A Connecticut bill that would extend a foreclosure mediation program through 2014 passed through the Connecticut legislature’s banks committee, but faces a fight in the wider legislature, according to an article by Kenneth Gosselin in the Hartford Courant.
The mediation program was begun in 2008 in response to the foreclosure crisis that has battered the country’s housing markets. Under the new bill, the program stops lenders from foreclosing unless the delinquent homeowner is informed of their right to pursue mediation. If the mediation process has been started, the bill also prohibits lenders from moving forward with foreclosure until the mediation process is finished.
According to the article from the Courant, the bill is running into opposition from banking interests, which say that the bill could cause the foreclosure process to be drawn out unnecessarily. As of last December, Connecticut had one of the lengthier foreclosure processes in the country, with the average foreclosure taking 283 days (the longest foreclosure time was in Massachusetts, at 373 days).

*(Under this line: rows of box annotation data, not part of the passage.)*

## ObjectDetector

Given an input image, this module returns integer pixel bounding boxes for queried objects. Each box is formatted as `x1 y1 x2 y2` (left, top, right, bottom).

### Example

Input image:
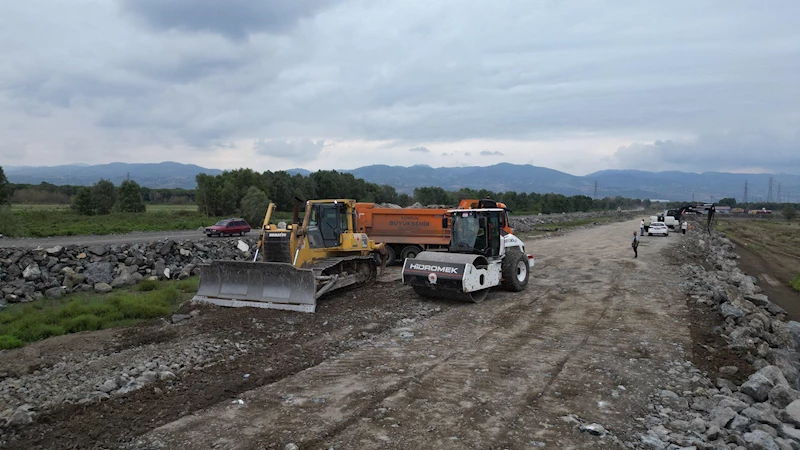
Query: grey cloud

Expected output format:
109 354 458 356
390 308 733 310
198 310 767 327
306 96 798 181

Foreclosures are down for seven straight months on a year-over-year basis, but this is more likely a result of slowed or suspended foreclosure processes because of the robo-signing crisis than the result of improving economic conditions. The foreclosure mediation program has been successful in reaching an agreement about 75% of the time, in 6,086 of 8,080 cases that went to mediation. As of yet there are no figures that show how many of the modified loans go back into foreclosure.